I have in mind building a sweet corner carver over the winter for next season. Corner to corner speed is not important except for good all-around street power. I am deciding between a 2008-up Ninja 250R or a Suzuki GS500F. Both can be had for under $4K with super low miles. For those experienced with these two models which one will take to doing what I want it to do better?
I have been reading some really good info on the GS500's. Solid, bulletproof engine. Super easy maintenance and easy to work on. The chassis is stout as well. Good rubber is available if you go to a 150/60 in the rear. Add in exhaust/jet kit, Works Performance rear shock and Gold Valve/springs in the fork......that would be a fun bike to toss around.
I've got a 250, and my dad has a GS. Both handle nicely, but I prefer the 250. I've got BT-003s on mine, and it's absolutely ridiculous. The 250 is easy to maintain and work on, and the same type of performance parts are available. They both have about the same top speed with stock gearing, but the 500s added power is definitely noticeable.
I had a 250R for my first bike, it was a good bike overall. However, not to be negative, but here are a few things that bothered be so that you're aware:
-Cheap suspension. Ride a supersport for a while, and you'll realize how truely crappy damper rod forks are. They dive like a submarine when you brake, but shatter your teeth over every bump. I hated mine on rough pavement
-Carburetors. I ****ing hated the lazy throttle response and the stupid choke lever on mine. Its not a big deal if you normally only ride in 50-85F weather, but if you're outside that envelope, prepare for frustration and annoyance. Your mileage will suck too. I could barely get 50 mpg out of my ninja 250R, which is pathetic when I think that my 600 with 3x the HP gets over 40 on a regular basis. And you'll hate those carbs when they go out of adjustment. I sold mine when that happened
-Limited tire selection. Both bikes you cite come with bias ply tires, which suck balls. They ride rough and are heavy. The ninja 250R does not need a 180 tire, but it seems like that's all you can buy in good rubber. I got a 150/60 BT-016 for mine, and it still wasn't perfect. When you put a tire thats too wide on, it pinches it. Riding wise, there's no real disadvantage that I could tell, except that when I got off, I could see about a half inch where I couldn't rub away the chicken strips. Stupid, i know, but it bothered me that it was not optimal.
However, even with those annoyances, I liked the bike alot. It is set up well geometry wise, its lightweight, and has plenty of steering lock so its easy to move around parking lots. Also, at 6'2'', I was just a hair too tall for the bike. Keep that in mind if you're on the tall side.

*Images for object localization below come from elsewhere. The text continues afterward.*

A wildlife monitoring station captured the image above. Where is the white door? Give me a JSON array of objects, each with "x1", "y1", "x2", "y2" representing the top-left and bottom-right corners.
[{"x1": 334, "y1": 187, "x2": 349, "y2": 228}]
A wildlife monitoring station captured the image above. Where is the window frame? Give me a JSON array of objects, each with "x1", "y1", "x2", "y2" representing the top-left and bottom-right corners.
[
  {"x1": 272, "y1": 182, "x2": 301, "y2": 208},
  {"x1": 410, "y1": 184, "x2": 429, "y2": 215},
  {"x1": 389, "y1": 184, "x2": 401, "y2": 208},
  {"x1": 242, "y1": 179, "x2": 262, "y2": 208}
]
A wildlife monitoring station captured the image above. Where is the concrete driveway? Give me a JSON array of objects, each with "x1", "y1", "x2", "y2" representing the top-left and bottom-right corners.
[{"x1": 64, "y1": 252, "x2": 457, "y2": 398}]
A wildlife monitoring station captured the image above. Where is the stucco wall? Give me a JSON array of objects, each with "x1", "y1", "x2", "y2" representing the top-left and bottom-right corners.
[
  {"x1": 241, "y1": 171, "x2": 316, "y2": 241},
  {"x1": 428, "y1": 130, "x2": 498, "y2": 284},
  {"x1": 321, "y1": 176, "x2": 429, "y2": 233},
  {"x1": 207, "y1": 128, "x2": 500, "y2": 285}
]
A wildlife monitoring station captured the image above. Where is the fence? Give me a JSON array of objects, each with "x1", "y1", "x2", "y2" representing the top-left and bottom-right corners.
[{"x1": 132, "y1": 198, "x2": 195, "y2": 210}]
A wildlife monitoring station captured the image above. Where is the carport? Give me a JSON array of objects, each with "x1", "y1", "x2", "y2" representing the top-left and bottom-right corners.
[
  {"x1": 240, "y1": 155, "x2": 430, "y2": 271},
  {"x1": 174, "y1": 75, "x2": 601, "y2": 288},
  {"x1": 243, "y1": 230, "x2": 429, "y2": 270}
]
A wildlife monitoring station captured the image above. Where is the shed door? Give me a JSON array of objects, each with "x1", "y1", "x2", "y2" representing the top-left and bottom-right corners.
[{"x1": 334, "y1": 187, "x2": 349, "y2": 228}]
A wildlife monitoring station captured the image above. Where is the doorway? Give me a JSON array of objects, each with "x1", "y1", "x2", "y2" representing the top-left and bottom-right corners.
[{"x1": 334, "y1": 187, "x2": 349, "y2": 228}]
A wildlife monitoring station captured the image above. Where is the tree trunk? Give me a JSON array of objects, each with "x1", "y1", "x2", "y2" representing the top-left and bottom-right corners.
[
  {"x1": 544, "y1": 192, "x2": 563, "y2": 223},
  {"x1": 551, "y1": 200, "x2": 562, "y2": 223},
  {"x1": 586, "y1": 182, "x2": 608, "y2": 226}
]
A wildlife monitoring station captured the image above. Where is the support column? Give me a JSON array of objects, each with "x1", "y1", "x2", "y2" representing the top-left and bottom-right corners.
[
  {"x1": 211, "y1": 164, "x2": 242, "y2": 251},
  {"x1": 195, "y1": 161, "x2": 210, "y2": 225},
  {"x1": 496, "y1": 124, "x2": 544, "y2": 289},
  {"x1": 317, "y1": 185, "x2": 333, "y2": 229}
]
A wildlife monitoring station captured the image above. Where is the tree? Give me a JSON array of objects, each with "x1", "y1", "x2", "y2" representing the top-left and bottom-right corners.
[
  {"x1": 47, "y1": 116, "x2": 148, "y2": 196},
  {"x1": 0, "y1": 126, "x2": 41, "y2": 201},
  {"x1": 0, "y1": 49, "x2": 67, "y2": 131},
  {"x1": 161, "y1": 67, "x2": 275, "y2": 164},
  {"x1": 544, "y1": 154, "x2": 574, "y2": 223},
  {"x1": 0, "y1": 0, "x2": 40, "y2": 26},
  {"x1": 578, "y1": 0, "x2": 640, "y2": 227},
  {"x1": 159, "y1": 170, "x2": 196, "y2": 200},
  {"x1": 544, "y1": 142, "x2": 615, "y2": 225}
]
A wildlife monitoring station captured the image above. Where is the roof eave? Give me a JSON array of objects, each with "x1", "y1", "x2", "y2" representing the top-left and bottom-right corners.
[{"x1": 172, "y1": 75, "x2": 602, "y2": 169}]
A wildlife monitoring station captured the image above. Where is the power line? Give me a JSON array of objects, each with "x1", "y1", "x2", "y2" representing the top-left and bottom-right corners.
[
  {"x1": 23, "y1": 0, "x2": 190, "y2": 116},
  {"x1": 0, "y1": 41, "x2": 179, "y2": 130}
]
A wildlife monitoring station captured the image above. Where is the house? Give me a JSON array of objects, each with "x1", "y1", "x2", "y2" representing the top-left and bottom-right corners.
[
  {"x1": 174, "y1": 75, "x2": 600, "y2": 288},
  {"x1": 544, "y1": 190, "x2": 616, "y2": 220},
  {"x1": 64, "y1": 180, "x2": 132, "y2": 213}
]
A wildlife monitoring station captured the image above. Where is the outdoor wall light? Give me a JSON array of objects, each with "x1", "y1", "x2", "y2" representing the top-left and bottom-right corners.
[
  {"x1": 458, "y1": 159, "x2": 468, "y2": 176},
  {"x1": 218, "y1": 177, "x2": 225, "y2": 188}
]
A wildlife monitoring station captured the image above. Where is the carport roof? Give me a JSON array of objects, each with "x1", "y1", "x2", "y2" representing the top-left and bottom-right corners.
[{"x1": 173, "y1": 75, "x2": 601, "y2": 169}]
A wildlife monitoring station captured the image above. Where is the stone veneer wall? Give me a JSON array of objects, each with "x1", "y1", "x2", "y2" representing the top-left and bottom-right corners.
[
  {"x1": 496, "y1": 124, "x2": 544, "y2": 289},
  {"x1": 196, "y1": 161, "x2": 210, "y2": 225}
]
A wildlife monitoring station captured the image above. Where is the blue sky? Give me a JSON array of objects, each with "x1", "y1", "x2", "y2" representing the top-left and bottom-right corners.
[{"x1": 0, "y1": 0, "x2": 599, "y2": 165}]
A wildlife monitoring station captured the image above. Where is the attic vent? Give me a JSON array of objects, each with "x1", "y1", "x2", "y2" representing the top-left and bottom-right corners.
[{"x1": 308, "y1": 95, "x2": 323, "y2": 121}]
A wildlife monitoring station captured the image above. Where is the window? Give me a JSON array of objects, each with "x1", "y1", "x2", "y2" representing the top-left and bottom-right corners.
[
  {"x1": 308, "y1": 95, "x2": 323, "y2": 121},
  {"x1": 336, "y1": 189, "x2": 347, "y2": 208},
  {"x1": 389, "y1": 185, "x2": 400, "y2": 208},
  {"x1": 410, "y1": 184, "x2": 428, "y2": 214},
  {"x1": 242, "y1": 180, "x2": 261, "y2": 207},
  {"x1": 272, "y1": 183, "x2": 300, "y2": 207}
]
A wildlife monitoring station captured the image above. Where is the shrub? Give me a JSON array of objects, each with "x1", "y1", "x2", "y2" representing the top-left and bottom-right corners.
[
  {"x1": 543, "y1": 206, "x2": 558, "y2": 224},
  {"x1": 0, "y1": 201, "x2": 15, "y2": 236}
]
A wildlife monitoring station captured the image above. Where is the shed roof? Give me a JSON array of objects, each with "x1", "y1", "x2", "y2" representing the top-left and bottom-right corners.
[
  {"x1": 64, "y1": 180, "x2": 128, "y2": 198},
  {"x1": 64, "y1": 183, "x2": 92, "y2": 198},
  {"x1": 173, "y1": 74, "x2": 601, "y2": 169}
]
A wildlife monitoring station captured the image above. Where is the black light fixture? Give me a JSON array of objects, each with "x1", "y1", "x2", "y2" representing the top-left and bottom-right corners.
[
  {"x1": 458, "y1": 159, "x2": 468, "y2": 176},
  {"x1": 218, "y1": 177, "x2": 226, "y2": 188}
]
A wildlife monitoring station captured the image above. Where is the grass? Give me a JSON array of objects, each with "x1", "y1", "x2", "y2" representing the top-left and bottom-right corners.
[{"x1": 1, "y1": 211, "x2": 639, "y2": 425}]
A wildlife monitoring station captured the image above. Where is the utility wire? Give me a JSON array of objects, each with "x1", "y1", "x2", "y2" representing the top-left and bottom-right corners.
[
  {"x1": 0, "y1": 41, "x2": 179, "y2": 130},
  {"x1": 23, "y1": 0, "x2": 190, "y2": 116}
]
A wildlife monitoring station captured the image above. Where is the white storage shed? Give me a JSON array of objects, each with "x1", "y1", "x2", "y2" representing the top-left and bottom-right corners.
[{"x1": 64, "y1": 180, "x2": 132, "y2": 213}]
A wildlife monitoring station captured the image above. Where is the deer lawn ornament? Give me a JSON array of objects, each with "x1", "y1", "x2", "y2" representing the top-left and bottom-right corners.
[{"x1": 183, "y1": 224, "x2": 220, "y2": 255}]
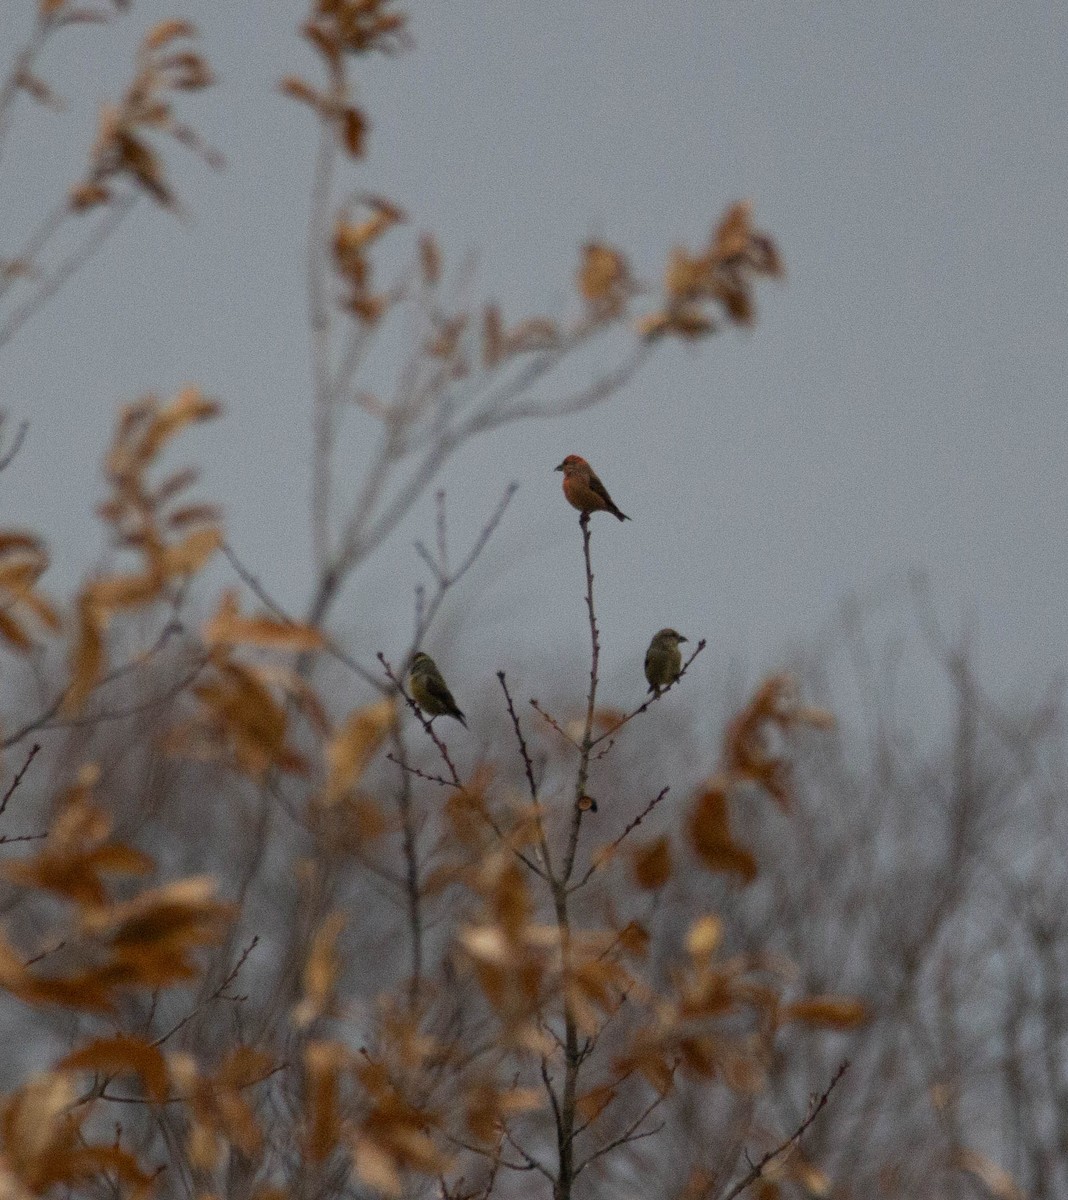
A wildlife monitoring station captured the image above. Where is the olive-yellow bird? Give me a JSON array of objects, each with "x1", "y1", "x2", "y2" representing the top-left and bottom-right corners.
[
  {"x1": 644, "y1": 628, "x2": 688, "y2": 695},
  {"x1": 554, "y1": 454, "x2": 630, "y2": 521},
  {"x1": 407, "y1": 651, "x2": 467, "y2": 727}
]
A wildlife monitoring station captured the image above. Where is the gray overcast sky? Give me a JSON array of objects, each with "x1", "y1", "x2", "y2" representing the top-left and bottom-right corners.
[{"x1": 2, "y1": 0, "x2": 1067, "y2": 704}]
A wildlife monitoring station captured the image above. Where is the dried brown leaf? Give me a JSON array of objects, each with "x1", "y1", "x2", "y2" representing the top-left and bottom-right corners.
[
  {"x1": 60, "y1": 1034, "x2": 169, "y2": 1103},
  {"x1": 687, "y1": 780, "x2": 757, "y2": 883},
  {"x1": 953, "y1": 1149, "x2": 1024, "y2": 1200},
  {"x1": 781, "y1": 995, "x2": 870, "y2": 1031},
  {"x1": 579, "y1": 241, "x2": 631, "y2": 317},
  {"x1": 632, "y1": 836, "x2": 672, "y2": 890},
  {"x1": 204, "y1": 590, "x2": 324, "y2": 652},
  {"x1": 160, "y1": 525, "x2": 222, "y2": 577},
  {"x1": 342, "y1": 107, "x2": 368, "y2": 157},
  {"x1": 144, "y1": 18, "x2": 196, "y2": 50},
  {"x1": 294, "y1": 911, "x2": 345, "y2": 1028},
  {"x1": 325, "y1": 699, "x2": 395, "y2": 803},
  {"x1": 280, "y1": 76, "x2": 323, "y2": 109}
]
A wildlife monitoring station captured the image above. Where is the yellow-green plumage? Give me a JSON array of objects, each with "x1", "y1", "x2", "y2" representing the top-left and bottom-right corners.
[
  {"x1": 644, "y1": 628, "x2": 687, "y2": 695},
  {"x1": 407, "y1": 651, "x2": 467, "y2": 727}
]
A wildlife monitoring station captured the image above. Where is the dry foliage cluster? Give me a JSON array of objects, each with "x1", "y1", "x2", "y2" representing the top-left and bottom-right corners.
[{"x1": 0, "y1": 4, "x2": 1043, "y2": 1200}]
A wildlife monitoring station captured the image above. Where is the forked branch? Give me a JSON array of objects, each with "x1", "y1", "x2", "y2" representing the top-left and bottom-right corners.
[{"x1": 722, "y1": 1060, "x2": 850, "y2": 1200}]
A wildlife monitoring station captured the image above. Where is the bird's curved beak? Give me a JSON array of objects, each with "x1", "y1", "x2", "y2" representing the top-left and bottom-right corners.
[
  {"x1": 554, "y1": 461, "x2": 565, "y2": 472},
  {"x1": 679, "y1": 635, "x2": 689, "y2": 643}
]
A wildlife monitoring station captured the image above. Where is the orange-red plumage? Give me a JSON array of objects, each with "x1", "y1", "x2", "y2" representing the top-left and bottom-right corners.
[{"x1": 554, "y1": 454, "x2": 630, "y2": 521}]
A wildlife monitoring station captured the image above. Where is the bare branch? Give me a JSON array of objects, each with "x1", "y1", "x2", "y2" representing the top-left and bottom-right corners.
[
  {"x1": 221, "y1": 539, "x2": 385, "y2": 692},
  {"x1": 405, "y1": 484, "x2": 518, "y2": 663},
  {"x1": 377, "y1": 651, "x2": 462, "y2": 787},
  {"x1": 149, "y1": 935, "x2": 260, "y2": 1049},
  {"x1": 499, "y1": 670, "x2": 555, "y2": 878},
  {"x1": 2, "y1": 615, "x2": 187, "y2": 750},
  {"x1": 0, "y1": 418, "x2": 29, "y2": 472},
  {"x1": 0, "y1": 742, "x2": 40, "y2": 817},
  {"x1": 589, "y1": 639, "x2": 707, "y2": 748},
  {"x1": 309, "y1": 121, "x2": 339, "y2": 576},
  {"x1": 385, "y1": 751, "x2": 458, "y2": 791},
  {"x1": 721, "y1": 1061, "x2": 850, "y2": 1200},
  {"x1": 390, "y1": 723, "x2": 425, "y2": 1007},
  {"x1": 498, "y1": 672, "x2": 540, "y2": 802},
  {"x1": 570, "y1": 786, "x2": 670, "y2": 893},
  {"x1": 0, "y1": 200, "x2": 67, "y2": 306},
  {"x1": 574, "y1": 1086, "x2": 669, "y2": 1178},
  {"x1": 0, "y1": 193, "x2": 137, "y2": 353},
  {"x1": 529, "y1": 698, "x2": 581, "y2": 751},
  {"x1": 0, "y1": 16, "x2": 50, "y2": 166}
]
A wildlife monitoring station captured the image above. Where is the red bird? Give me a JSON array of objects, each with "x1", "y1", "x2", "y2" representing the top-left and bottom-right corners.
[{"x1": 555, "y1": 454, "x2": 630, "y2": 521}]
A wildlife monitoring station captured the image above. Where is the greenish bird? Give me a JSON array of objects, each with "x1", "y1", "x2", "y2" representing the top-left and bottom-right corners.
[
  {"x1": 644, "y1": 628, "x2": 688, "y2": 696},
  {"x1": 407, "y1": 651, "x2": 467, "y2": 727}
]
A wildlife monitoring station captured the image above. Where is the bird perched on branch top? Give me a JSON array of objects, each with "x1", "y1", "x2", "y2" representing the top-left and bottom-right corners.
[
  {"x1": 555, "y1": 454, "x2": 630, "y2": 521},
  {"x1": 407, "y1": 651, "x2": 467, "y2": 727},
  {"x1": 644, "y1": 628, "x2": 688, "y2": 695}
]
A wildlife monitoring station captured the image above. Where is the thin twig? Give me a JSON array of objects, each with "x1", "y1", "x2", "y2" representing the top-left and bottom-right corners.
[
  {"x1": 32, "y1": 658, "x2": 207, "y2": 732},
  {"x1": 500, "y1": 1128, "x2": 554, "y2": 1182},
  {"x1": 222, "y1": 540, "x2": 385, "y2": 692},
  {"x1": 2, "y1": 617, "x2": 187, "y2": 750},
  {"x1": 435, "y1": 487, "x2": 448, "y2": 574},
  {"x1": 529, "y1": 699, "x2": 580, "y2": 750},
  {"x1": 0, "y1": 831, "x2": 46, "y2": 845},
  {"x1": 386, "y1": 751, "x2": 457, "y2": 791},
  {"x1": 0, "y1": 419, "x2": 29, "y2": 472},
  {"x1": 570, "y1": 786, "x2": 670, "y2": 893},
  {"x1": 498, "y1": 673, "x2": 538, "y2": 802},
  {"x1": 0, "y1": 201, "x2": 67, "y2": 304},
  {"x1": 389, "y1": 722, "x2": 425, "y2": 1008},
  {"x1": 574, "y1": 1087, "x2": 669, "y2": 1177},
  {"x1": 0, "y1": 742, "x2": 39, "y2": 816},
  {"x1": 0, "y1": 194, "x2": 137, "y2": 352},
  {"x1": 563, "y1": 513, "x2": 599, "y2": 884},
  {"x1": 589, "y1": 639, "x2": 707, "y2": 748},
  {"x1": 308, "y1": 119, "x2": 338, "y2": 576},
  {"x1": 378, "y1": 652, "x2": 462, "y2": 787},
  {"x1": 499, "y1": 670, "x2": 555, "y2": 878},
  {"x1": 547, "y1": 511, "x2": 603, "y2": 1200},
  {"x1": 540, "y1": 1056, "x2": 563, "y2": 1146},
  {"x1": 149, "y1": 935, "x2": 260, "y2": 1049},
  {"x1": 442, "y1": 1132, "x2": 543, "y2": 1177},
  {"x1": 96, "y1": 1064, "x2": 286, "y2": 1107},
  {"x1": 0, "y1": 16, "x2": 50, "y2": 167},
  {"x1": 24, "y1": 940, "x2": 65, "y2": 968},
  {"x1": 570, "y1": 1065, "x2": 635, "y2": 1142},
  {"x1": 721, "y1": 1060, "x2": 850, "y2": 1200},
  {"x1": 406, "y1": 483, "x2": 518, "y2": 663}
]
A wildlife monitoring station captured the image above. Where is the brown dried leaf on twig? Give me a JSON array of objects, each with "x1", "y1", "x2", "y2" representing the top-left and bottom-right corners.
[
  {"x1": 687, "y1": 778, "x2": 758, "y2": 883},
  {"x1": 637, "y1": 200, "x2": 783, "y2": 341},
  {"x1": 71, "y1": 23, "x2": 219, "y2": 212}
]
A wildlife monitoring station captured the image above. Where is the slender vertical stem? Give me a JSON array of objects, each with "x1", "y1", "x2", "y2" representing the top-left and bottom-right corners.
[
  {"x1": 552, "y1": 882, "x2": 579, "y2": 1200},
  {"x1": 0, "y1": 200, "x2": 67, "y2": 304},
  {"x1": 563, "y1": 512, "x2": 598, "y2": 884},
  {"x1": 498, "y1": 670, "x2": 554, "y2": 878},
  {"x1": 0, "y1": 18, "x2": 48, "y2": 167},
  {"x1": 391, "y1": 723, "x2": 424, "y2": 1008},
  {"x1": 308, "y1": 118, "x2": 338, "y2": 578},
  {"x1": 550, "y1": 512, "x2": 601, "y2": 1200},
  {"x1": 0, "y1": 195, "x2": 136, "y2": 354}
]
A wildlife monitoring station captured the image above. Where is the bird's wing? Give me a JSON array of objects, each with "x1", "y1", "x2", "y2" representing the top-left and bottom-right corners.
[
  {"x1": 586, "y1": 472, "x2": 616, "y2": 507},
  {"x1": 425, "y1": 673, "x2": 462, "y2": 714}
]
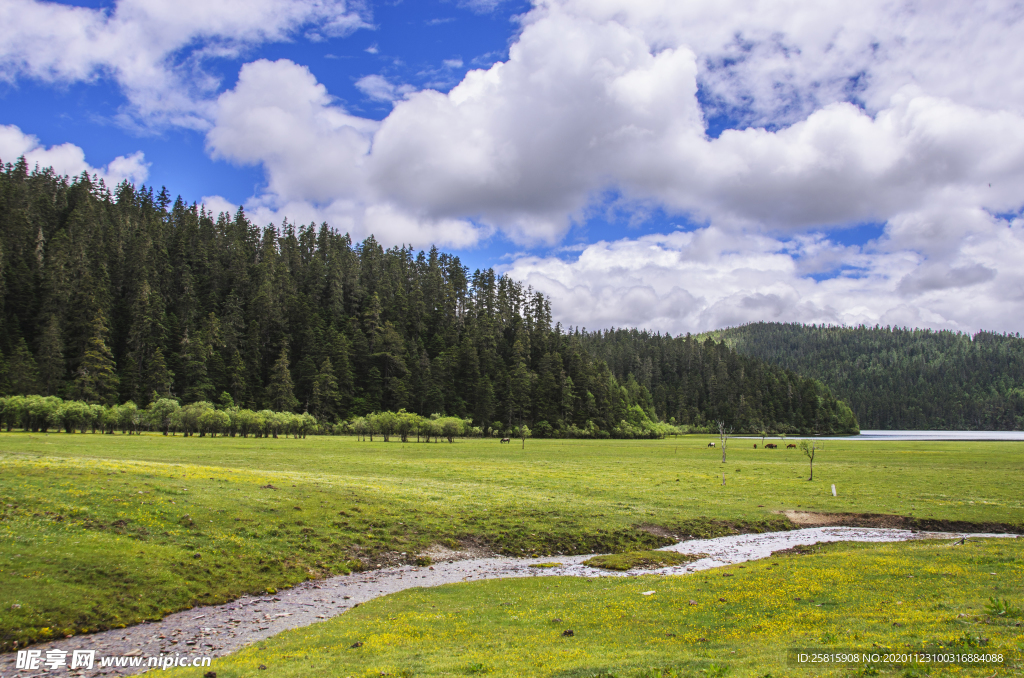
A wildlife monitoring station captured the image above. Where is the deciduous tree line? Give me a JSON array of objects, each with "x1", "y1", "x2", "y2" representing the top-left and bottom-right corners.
[
  {"x1": 0, "y1": 394, "x2": 318, "y2": 437},
  {"x1": 0, "y1": 160, "x2": 857, "y2": 436}
]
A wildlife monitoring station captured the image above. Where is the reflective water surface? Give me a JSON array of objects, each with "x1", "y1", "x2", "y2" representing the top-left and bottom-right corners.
[{"x1": 753, "y1": 430, "x2": 1024, "y2": 441}]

Have you looked at the CBR 250R also? I like the looks of it, but I haven't ridden one. Its got the same suspension as the Ninja, but with a slightly wider (4") rear wheel and fuel injection.
I think a 250 would be a blast. I was riding this weekend with friends and family and 2 of them have cbr250's with slip-on's. It was fun going through the corners and listening to them getting on it. I wished I was on one too instead of my 600f4. I did have a great time too though, just can't get on it too much.
i my cbr250. i average over 75mpg no matter how hard i ride. best tank was 90mpg! stupid cheap to maintane, fuel injected, sounds like a dirtbike . it does get annoying waiting on my friends to get through a corner on their "faster" bikes though
This thread has actually got me taking a look at the WR250x. Its not made anymore, but it seems like a pretty good combo: 30 hp 250cc single, just under 300 lbs wet weight, fully adjustable forks, and fuel injection. I want one!
I have a Ninja 250r and generally enjoy it for the commuting I do. As mentioned before, the carbs can be annoying. The bike needs to warm up for a good 5 minutes or it will run like ****. Also, I do mostly highway riding and the bike isn't setup well all to cruise those speeds.
Welp, I ended up with a '94 GS500E. $900, less than 4400 miles, forks already done with Sonic springs and oil, carbs re-jetted to rid the bike of the lean emission setting and 800 mile old Michelin tires. I have a 2005 Katana rear shock on the way.